I spend the next part of my adventure on a free walking tour of the city here which I found excellent for something with no cost and it gives you an amazing insight of the city, the old town and historical landmarks.

The walking tour includes:

  1. Old Orthodox Church

  2. Baščaršija Square – Sebilj Foutain

  1. Oldest Street in Sarajevo called Kazandžiluk.

  1. Sarajevo City Hall

  1. Caravan Saray – Morića Han, a roadside inn originally built in 1551.

  2. Gazi Husrev-bey’s Mosque and Clock Tower

Meeting of Cultures Spot is the spot where two dominant cultures that once shaped Sarajevo merge. It is a place that tells you this is a city that connects East and West – not only as different halves of the world, but also culturally – with the East considered Ottoman and Islamic and the West seen as Austro-Hungarian and Christian, with the obvious being in the city’s architecture.

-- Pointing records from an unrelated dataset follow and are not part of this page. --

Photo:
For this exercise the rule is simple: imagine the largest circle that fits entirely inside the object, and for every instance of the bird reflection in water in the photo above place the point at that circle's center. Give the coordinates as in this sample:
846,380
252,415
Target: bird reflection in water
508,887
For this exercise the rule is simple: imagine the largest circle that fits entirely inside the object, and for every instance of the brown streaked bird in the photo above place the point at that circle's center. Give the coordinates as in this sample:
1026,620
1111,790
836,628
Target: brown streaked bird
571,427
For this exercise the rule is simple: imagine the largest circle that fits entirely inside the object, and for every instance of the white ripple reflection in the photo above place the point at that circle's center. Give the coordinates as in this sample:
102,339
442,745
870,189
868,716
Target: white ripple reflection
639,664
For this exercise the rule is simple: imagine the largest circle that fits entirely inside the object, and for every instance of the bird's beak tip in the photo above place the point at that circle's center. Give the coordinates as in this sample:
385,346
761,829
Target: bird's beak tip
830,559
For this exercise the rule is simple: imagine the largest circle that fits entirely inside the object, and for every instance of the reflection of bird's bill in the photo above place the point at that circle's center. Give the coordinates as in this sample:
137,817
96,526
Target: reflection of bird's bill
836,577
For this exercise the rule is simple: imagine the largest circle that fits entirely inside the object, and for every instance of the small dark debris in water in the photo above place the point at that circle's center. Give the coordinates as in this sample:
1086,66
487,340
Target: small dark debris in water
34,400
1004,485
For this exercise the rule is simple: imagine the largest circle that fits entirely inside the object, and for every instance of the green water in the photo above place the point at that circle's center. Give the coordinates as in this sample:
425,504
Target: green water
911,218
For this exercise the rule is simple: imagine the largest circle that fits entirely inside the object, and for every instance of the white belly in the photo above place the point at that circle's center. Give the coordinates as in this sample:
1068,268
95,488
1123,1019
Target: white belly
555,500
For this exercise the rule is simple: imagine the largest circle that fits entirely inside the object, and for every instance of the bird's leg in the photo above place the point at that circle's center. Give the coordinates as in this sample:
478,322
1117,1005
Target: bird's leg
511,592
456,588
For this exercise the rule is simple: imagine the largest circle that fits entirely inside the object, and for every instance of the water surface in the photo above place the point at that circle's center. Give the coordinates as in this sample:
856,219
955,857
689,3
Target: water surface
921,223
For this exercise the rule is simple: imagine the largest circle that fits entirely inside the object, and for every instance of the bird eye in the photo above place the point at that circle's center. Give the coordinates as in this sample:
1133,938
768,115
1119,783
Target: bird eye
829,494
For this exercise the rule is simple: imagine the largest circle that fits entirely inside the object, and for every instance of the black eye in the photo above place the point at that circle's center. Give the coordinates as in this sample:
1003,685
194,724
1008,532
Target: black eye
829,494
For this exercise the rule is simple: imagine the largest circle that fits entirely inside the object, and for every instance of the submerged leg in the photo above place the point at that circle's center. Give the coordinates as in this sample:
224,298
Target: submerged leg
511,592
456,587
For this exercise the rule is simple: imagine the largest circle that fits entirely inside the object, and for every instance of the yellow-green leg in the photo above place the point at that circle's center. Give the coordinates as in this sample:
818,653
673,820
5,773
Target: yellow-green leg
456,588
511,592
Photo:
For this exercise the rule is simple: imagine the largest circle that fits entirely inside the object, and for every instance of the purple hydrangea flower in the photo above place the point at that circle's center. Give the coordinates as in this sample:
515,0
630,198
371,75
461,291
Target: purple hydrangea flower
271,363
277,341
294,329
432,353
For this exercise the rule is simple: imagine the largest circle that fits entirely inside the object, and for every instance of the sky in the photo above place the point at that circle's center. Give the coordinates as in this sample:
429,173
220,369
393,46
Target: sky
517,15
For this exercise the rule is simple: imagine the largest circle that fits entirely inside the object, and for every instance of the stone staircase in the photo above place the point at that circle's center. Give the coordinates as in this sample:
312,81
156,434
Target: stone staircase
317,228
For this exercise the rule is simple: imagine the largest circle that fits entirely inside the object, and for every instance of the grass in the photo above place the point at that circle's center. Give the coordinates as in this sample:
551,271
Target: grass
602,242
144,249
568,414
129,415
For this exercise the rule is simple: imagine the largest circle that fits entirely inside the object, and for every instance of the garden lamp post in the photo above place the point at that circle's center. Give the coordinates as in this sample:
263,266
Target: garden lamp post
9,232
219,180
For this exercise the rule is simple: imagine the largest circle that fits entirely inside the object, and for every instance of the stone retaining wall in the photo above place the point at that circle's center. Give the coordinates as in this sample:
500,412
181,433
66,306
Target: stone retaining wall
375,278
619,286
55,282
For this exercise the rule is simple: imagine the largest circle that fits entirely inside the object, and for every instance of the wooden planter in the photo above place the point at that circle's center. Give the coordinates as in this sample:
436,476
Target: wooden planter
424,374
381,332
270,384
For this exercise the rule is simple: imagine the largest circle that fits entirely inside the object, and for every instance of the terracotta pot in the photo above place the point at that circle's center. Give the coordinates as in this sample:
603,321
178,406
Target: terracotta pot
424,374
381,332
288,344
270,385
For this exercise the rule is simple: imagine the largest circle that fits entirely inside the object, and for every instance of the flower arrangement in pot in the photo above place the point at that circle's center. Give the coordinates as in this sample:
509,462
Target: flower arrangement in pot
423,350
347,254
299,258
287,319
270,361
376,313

The location of the marker, “Sarajevo – Meeting-place of Cultures”, is unique in that it is right where these two cultural influences clearly meet and it seems to be the very spot in town where, with one step, you can cross from one culture to another.

  1. Jewish Synagogue

  2. Cathedral of Sacred Jesus’ Heart

Assassination Spot of Archduke Ferdinand and his wife Sofia – Latin bridge

An interesting tale is history was made here on this bridge in 1914.

There are a lot of stalls and bazaars scattered around the old town where you can buy souvenirs and other merchandise. Not a great idea in the winter months but there are numerous ice cream stands in old town Sarajevo and I never got to understand why that many.

You can also visit the Yellow Fortress also called Zuta Tabija. There you can get an aerial view of Sarajevo city.

The Emperor‘s mosque is also a great tourist attraction and listed as one of the things to do in Sarajevo according to google.

There’s definitely a lot you can see and enjoy in Sarajevo as a tourist either on a short stay or on a longer trip. It’s also not an expensive city and transport is quite efficient with buses and taxis.

Here are 2 important notes before I leave you…

1. If you have time, please visit the city of Mostar which is 2 hours from Sarajevo. I haven’t been there but everyone I’ve met says it’s definitely a must see.